In addition to its online training programmes, KMA created an in-person course that imparts knowledge related to digital events. The course saw 1,000 graduates in its launch year in 2021, and another 600 as of August this year. Of these graduates, 60 per cent are new entrants while the rest are practitioners.

With the digitalisation of events becoming more established, KMA is now brainstorming new courses that will be relevant going forward. However, Kim believes that courses related to data analytics and augmented event content will continue to be valuable.

These courses are free of charge, with expenses funded by the government, shared Kim.

“While the MICE industry is vibrant in South Korea, it is still not recognised as one of the country’s key economic pillars.

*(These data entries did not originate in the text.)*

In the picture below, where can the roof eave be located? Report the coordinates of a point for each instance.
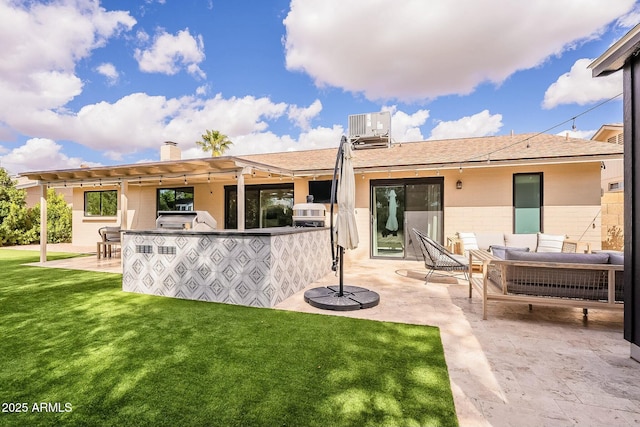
(614, 58)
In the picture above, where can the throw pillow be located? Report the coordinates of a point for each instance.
(469, 241)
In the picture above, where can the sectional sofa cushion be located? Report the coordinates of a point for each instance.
(521, 241)
(549, 242)
(600, 258)
(487, 239)
(499, 251)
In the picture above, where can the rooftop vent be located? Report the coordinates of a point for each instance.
(170, 151)
(370, 130)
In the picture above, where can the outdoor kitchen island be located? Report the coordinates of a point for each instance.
(256, 267)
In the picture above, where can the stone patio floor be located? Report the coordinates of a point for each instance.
(545, 367)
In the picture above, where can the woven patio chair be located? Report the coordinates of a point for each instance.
(438, 258)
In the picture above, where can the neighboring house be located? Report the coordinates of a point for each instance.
(612, 188)
(612, 170)
(513, 183)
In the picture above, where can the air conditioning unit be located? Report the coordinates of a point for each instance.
(370, 130)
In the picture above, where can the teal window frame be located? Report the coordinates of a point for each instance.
(96, 203)
(528, 203)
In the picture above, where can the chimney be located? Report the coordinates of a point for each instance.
(170, 151)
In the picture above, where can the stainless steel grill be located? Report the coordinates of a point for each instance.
(185, 220)
(309, 214)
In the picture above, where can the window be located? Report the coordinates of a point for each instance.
(527, 203)
(101, 203)
(175, 199)
(321, 191)
(615, 186)
(264, 206)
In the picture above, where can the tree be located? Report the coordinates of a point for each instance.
(215, 142)
(16, 220)
(20, 225)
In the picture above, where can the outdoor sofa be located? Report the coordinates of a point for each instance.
(579, 280)
(533, 242)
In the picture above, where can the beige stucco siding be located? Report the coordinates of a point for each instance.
(485, 202)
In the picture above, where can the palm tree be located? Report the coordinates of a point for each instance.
(215, 142)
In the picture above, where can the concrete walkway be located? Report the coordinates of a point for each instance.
(545, 367)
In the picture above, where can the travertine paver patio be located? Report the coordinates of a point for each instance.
(546, 367)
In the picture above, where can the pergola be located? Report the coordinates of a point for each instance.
(167, 172)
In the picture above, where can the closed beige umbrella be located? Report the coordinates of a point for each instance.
(345, 234)
(346, 228)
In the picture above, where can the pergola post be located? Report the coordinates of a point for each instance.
(43, 223)
(623, 55)
(124, 205)
(240, 200)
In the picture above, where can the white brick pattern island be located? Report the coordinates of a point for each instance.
(258, 268)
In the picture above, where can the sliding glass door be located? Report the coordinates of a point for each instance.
(400, 205)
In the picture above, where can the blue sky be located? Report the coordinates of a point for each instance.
(107, 82)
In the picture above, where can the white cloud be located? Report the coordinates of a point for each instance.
(480, 124)
(170, 53)
(389, 54)
(109, 71)
(631, 19)
(579, 87)
(39, 154)
(42, 42)
(406, 127)
(302, 116)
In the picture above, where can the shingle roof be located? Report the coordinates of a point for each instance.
(522, 148)
(453, 153)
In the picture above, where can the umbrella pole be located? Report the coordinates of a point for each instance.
(341, 256)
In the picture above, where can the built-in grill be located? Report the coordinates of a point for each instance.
(309, 214)
(185, 220)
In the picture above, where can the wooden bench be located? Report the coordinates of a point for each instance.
(577, 285)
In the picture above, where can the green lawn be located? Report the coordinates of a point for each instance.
(96, 356)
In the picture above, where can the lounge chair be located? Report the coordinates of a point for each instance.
(438, 258)
(110, 242)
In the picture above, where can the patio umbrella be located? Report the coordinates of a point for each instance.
(346, 228)
(344, 233)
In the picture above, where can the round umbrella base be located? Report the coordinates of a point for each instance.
(353, 298)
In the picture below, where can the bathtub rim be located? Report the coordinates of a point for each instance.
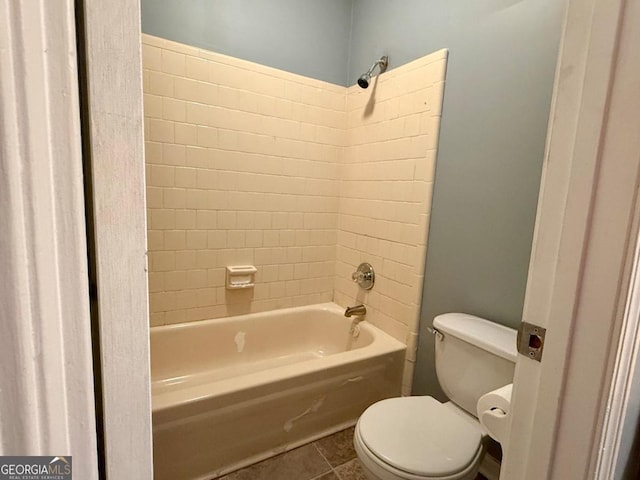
(381, 344)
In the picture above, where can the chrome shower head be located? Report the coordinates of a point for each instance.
(365, 78)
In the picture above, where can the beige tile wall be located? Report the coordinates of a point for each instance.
(385, 194)
(304, 179)
(242, 162)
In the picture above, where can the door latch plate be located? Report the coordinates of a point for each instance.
(531, 340)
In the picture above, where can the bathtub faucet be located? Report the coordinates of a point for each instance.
(357, 310)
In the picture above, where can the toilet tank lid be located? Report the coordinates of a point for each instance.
(484, 334)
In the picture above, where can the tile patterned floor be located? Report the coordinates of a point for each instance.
(330, 458)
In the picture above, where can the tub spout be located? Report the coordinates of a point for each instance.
(357, 310)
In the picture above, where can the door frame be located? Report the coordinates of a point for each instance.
(113, 130)
(583, 253)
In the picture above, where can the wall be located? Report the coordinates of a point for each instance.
(242, 162)
(385, 194)
(499, 82)
(306, 37)
(251, 165)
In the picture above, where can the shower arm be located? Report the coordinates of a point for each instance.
(383, 63)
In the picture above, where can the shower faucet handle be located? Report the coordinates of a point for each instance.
(364, 276)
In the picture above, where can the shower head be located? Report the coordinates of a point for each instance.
(365, 78)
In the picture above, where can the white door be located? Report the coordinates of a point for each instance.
(583, 253)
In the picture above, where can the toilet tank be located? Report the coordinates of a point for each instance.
(473, 356)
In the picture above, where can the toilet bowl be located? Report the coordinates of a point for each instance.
(420, 438)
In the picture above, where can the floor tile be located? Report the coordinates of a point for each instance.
(327, 476)
(350, 471)
(304, 463)
(338, 448)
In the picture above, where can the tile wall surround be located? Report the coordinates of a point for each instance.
(385, 194)
(247, 164)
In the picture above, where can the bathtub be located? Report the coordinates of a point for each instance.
(232, 391)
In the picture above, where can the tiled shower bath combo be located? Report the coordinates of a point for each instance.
(249, 165)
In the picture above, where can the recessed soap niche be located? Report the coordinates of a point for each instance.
(241, 277)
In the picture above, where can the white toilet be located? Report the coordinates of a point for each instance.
(419, 438)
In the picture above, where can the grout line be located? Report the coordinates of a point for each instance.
(325, 459)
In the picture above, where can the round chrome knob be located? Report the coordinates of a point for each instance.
(364, 276)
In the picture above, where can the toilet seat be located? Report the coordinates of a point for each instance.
(420, 438)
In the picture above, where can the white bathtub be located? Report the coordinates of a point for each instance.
(233, 391)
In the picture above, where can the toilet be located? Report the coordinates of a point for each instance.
(420, 438)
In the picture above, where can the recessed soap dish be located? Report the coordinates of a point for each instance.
(241, 276)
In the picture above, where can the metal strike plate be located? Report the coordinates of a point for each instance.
(531, 340)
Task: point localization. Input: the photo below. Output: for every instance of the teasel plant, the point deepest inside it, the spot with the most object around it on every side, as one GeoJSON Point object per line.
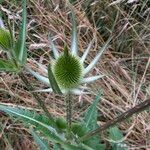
{"type": "Point", "coordinates": [16, 51]}
{"type": "Point", "coordinates": [66, 72]}
{"type": "Point", "coordinates": [66, 75]}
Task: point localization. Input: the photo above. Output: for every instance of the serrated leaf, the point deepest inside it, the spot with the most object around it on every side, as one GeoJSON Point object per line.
{"type": "Point", "coordinates": [20, 46]}
{"type": "Point", "coordinates": [7, 65]}
{"type": "Point", "coordinates": [116, 137]}
{"type": "Point", "coordinates": [42, 144]}
{"type": "Point", "coordinates": [52, 81]}
{"type": "Point", "coordinates": [5, 40]}
{"type": "Point", "coordinates": [39, 122]}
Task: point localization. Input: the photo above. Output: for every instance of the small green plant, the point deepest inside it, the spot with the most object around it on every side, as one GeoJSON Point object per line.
{"type": "Point", "coordinates": [65, 76]}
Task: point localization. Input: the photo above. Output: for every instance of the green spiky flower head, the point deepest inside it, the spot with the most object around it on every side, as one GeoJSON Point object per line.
{"type": "Point", "coordinates": [67, 70]}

“Therefore, students who wish to get a job in our industry or learn more about what we do have very few opportunities for specialised education. So, KMA has to play the critical role of educator,” noted Kim.

Noting that MICE education is not easily and equally available across the region, Wong said global professional associations like ICCA can help to plug the knowledge gap.

In Thailand, one of Asia’s most active and competitive business events destinations, the Thailand Convention and Exhibition Bureau (TCEB) makes talent development one of its priorities.

Its MICE Capabilities Development Department has a mission to drive Thailand’s MICE industry forward with up-to-date knowledge, global standards, and proficient human resource.

According to Supanich Thiansing, TCEB’s director of meetings and incentives department, the development of manpower standards and professionalism is one of the bureau’s key missions since its establishment.

The MICE Capabilities Development Department also has programmes that cover the “entire events ecosystem”, from grooming the young generation to the upskilling of the current workforce.

“The areas of development and capacity-building are always kept up-to-date. So far, we have certified over 1,400 event professionals in various globally-recognised qualifications (such as the Certified Incentive Travel Professional and Certified Incentive Specialist),” said Supanich.